CROWN HEIGHTS — There are 49 days between Passover and Shavuot when observing Jews are not allowed to groom their hair. So chances are Levi Aronow, a new orthodox-Jewish barber in Crown Heights, is going to have a record month this June.
The Railroad Barber at 409 Troy Avenue is one of two new small businesses to open along the otherwise retail-starved corridor. Aronow officially opened his doors on April 7 and by the week ahead of Passover, the 23-year-old had to turn customers away.
“I had to turn 30 to 40 people away,” Aronow said.
The trained barber moved to Crown Heights at age 9 from Postville, IA, home of the now-bankrupt kosher slaughterhouse and meatpacking plant of Sholom Rubashkin, Agriprocessors. By age 16, Aronow was already cutting hair at his Yeshiva to earn extra money.
“I started cutting hair because my parents couldn’t give me an allowance,” he said, noting he’s one of 8 children.
After four months at the American Barber Institute, when he turned 21, Aronow snagged his first job at a Brooklyn barbershop. But after a year, he took his barber skills on the road before going into business for himself.
Every nook of the 470 sq, ft. space has been carefully planned out. Aronow, and his mother drove seven hours each way to pick up two yellow, suede armchairs from Yorktown, VA. The vintage-like barber chairs were an eBay grab, and all of it ties into the large vintage entry door he scored for free.

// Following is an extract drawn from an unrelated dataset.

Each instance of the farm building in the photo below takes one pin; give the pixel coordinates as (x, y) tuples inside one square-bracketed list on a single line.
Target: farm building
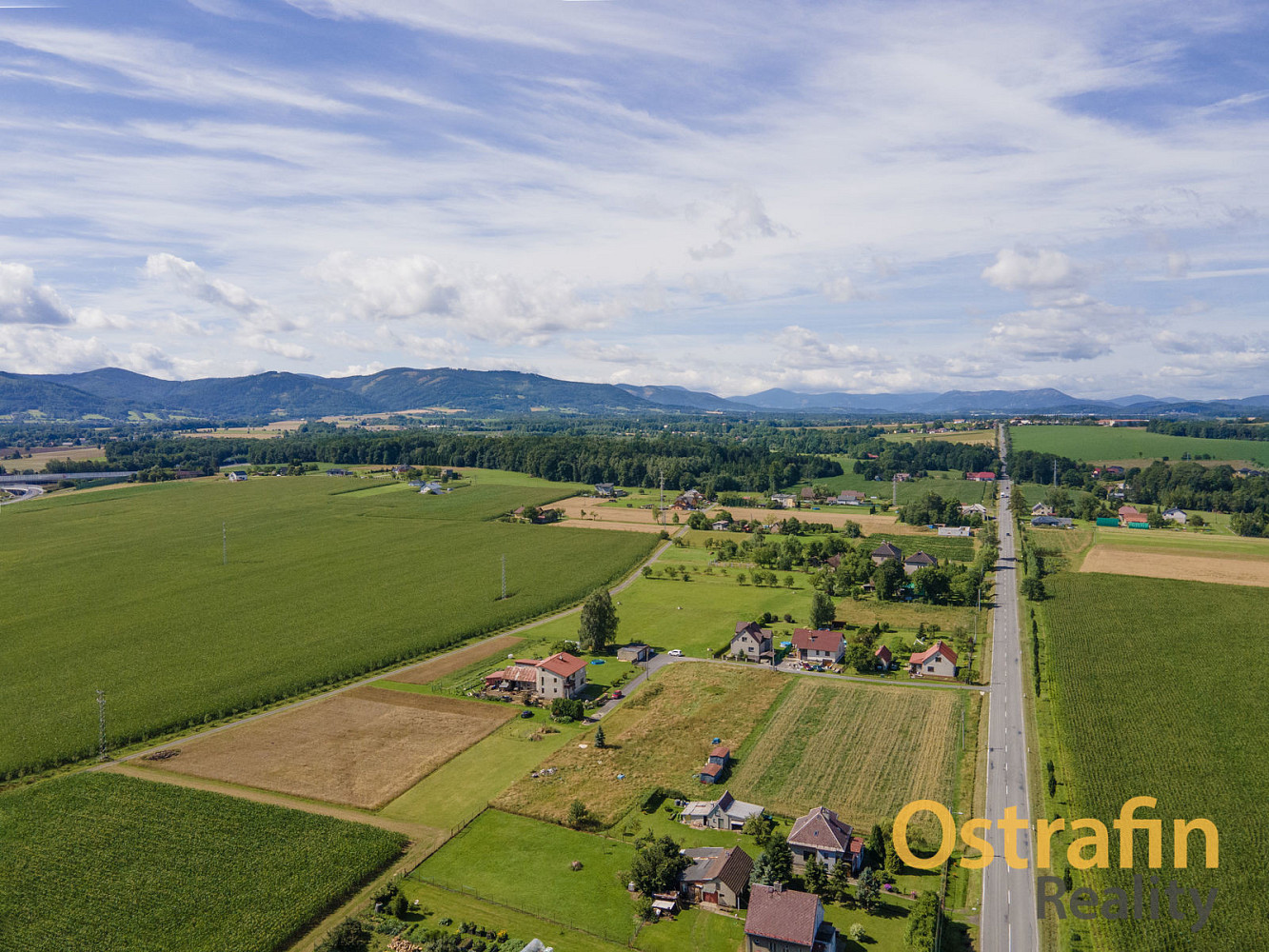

“I wanted this place to feel like your grandmother’s living room,” he said. “You always feel at home there.”
Prices start at $20 and can go as high as $60 for children and adults. Each adult patron receives a hot towel, a razor neck shave, a complimentary beer and water.
“We’re trying to put that man back in gentleman,” he said. “I just want people to walk out and feel amazing.”
While Aronow knows how to curl and gel payot (the Hebrew word for sidelocks) he says he’s versed in cutting African- and Asian-American hair as well.
“I find it really cool that I can associate myself with many other cultures and not just what I grew up with,” he said.
There are three work stations and the master barber is currently looking to fill two vacancies with commission-based salary. He didn’t hesitate when asked if he’s open to hiring non-Jewish barbers.
“I want to create a place that’s diverse,” Aronow said. “If you go back in time, the barbershop is a community center. People come here to unwind and relax.”